Trees

Tips for navigating the slides:

Press O or Escape for overview mode.
Press the copy icon on the upper right of code blocks to copy the code

Class outline:

Trees 🌴🌳🌲

Trees

Recursive description	Relative description
A tree has a root label and a list of branches Each branch is itself a tree A tree with zero branches is called a leaf A tree starts at the root	Each location in a tree is called a node Each node has a label that can be any value One node can be the parent/child of another The top node is the root node

Trees: Data abstraction

We want this constructor and selectors:

`tree(label, branches)`	Returns a tree with root `label` and list of `branches`
`label(tree)`	Returns the root label of `tree`
`branches(tree)`	Returns the branches of `tree` (each a tree).
`is_leaf(tree)`	Returns true if `tree` is a leaf node.

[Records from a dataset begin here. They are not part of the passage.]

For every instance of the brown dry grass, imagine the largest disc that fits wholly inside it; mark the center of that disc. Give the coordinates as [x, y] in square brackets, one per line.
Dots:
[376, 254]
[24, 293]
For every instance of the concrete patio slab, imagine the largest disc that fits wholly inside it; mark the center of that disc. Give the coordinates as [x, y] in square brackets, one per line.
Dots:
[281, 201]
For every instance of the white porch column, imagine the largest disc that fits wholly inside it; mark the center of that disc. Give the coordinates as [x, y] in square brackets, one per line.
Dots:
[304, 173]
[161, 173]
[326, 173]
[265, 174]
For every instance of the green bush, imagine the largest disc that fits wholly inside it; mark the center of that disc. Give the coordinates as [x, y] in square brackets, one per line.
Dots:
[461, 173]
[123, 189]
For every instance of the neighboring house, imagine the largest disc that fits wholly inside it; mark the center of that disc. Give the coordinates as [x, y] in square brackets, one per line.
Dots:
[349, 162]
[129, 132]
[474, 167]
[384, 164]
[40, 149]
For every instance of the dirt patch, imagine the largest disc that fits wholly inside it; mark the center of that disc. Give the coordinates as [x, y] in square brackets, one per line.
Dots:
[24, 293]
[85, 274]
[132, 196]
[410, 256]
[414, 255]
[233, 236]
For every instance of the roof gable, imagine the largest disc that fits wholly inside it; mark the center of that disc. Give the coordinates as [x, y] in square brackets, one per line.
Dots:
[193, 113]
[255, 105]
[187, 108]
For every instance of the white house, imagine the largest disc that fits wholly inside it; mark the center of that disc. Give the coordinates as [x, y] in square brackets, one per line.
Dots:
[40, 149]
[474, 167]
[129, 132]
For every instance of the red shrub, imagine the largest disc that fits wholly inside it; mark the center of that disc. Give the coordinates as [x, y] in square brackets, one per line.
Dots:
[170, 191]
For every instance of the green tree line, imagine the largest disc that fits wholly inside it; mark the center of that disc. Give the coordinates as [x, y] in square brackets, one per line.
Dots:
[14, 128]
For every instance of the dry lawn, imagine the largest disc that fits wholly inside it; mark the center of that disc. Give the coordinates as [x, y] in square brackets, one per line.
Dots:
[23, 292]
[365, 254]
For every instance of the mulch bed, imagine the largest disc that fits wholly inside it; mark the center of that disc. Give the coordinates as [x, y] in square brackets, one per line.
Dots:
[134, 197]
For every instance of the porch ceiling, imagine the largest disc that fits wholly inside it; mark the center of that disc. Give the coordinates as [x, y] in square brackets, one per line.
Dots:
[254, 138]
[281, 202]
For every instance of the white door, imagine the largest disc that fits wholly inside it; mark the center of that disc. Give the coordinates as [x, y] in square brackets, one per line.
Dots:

                            t = tree(3, [
                                      tree(1),
                                      tree(2, [
                                        tree(1),
                                        tree(1)
                                    ])])

                            label(t)  # 3
                            is_leaf(branches(t)[0])  # True

Tree: Our implementation


                            t = tree(3, [
                                      tree(1),
                                      tree(2, [
                                        tree(1),
                                        tree(1)
                                    ])])

Each tree is stored as a list where first element is label and subsequent elements are branches.


                    [3, [1], [2, [1], [1]]]


					def tree(label, branches=[]):
						return [label] + list(branches)

					def label(tree):
						return tree[0]

					def branches(tree):
						return tree[1:]

					def is_leaf(tree):
						return len(branches(tree)) == 0

Trees: Dict Implementation

A dictionary for each tree/subtree:

{'l':20,'c':[{'l':12,'c':[{'l':9,'c':[{'l':7,'c':
    []},{'l':2,'c':[]}]},{'l':3,'c':[]}]},{'l':8,'c':[{'l':4,'c':[]},{'l':4,'c':[]}]}]}


					def tree(label, branches=[]):
					    return {"l": label, "b": branches}

					def label(tree):
					    return tree["l"]

					def branches(tree):
				        return tree["b"]


					t = tree(20, [tree(12,
					               [tree(9,
					                 [tree(7), tree(2)]),
					                tree(3)]),
					              tree(8,
					                [tree(4), tree(4)])])

Tree processing

A tree is a recursive structure.

Each tree has:

A label
0 or more branches, each a tree

Recursive structure implies recursive algorithm!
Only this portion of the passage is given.